God has certainly created us with the capacity to bless our spouses by meeting their needs, but our expectations are to be directed toward God, not our spouses.
My God shall meet all your needs. Philippians 4:19, NIV
Andy and Patti came to us for help during their first year of marriage. Love had already died, and resentments had quenched romance.
During our first session we identified common but painful dynamics within Andy and Patti's relationship. Andy and Patti's expectations of one another were "killing them." Andy said, "Patti expects dinner out twice a week and a $300-a-month clothes budget, so I give to her whether or not we can afford it." Patti said, "Andy expects sex twice a week and my companionship at company functions, so I accommodate him whether or not I feel like it."
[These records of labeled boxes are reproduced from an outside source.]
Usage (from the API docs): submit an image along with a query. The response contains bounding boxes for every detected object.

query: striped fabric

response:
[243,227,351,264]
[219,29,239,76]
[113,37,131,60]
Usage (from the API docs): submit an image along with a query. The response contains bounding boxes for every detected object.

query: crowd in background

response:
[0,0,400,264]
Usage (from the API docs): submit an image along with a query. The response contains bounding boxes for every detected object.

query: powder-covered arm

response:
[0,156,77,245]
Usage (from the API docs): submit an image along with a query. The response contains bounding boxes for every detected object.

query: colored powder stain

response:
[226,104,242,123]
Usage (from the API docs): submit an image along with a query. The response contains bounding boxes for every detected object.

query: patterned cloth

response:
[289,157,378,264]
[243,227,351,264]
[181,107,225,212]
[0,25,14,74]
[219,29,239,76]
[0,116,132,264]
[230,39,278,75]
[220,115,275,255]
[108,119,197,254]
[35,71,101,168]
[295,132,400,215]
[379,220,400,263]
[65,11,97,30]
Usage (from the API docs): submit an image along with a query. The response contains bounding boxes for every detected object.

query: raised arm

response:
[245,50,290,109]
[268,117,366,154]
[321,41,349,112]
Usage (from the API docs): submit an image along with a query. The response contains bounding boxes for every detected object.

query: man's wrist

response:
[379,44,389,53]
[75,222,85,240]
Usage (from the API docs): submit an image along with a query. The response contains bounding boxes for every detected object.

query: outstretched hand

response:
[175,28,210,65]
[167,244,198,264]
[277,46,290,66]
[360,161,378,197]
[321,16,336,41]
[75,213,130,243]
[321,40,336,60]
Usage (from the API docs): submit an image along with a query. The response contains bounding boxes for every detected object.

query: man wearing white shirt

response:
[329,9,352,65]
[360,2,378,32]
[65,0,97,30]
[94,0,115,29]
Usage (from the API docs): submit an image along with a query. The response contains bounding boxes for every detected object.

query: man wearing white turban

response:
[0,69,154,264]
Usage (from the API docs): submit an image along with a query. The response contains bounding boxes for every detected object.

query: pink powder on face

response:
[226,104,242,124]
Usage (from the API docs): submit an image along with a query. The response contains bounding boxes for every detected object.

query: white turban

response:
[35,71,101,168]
God has certainly created us with the capacity to bless our spouses by meeting their needs, but our expectations are to be directed toward God, not our spouses. God is the One who has promised to "meet all your needs." In His sovereignty, He may seek to involve your spouse in giving to you, but we are not to build our expectations around our spouses.
Andy and Patti were trapped in the painful bondage of trying to "take" from one another. We told them that God's desire, in contrast, was for them to trust Him with their needs, and that they would know they were trusting Him as they began to focus on meeting one another's needs.
Where do I direct my expectations for meeting valid human needs? God often involves others in ministering to my human need, but He wants my faith directed toward Him. Expecting God to meet needs in accordance with His Word will prompt a faith that He can work through others.
Andy and Patti began to give their own needs to God and give to each other.
What can you do today to begin trusting in God and not your spouse to meet your needs?
Thanks, Father, for Your provision, which frees me to give.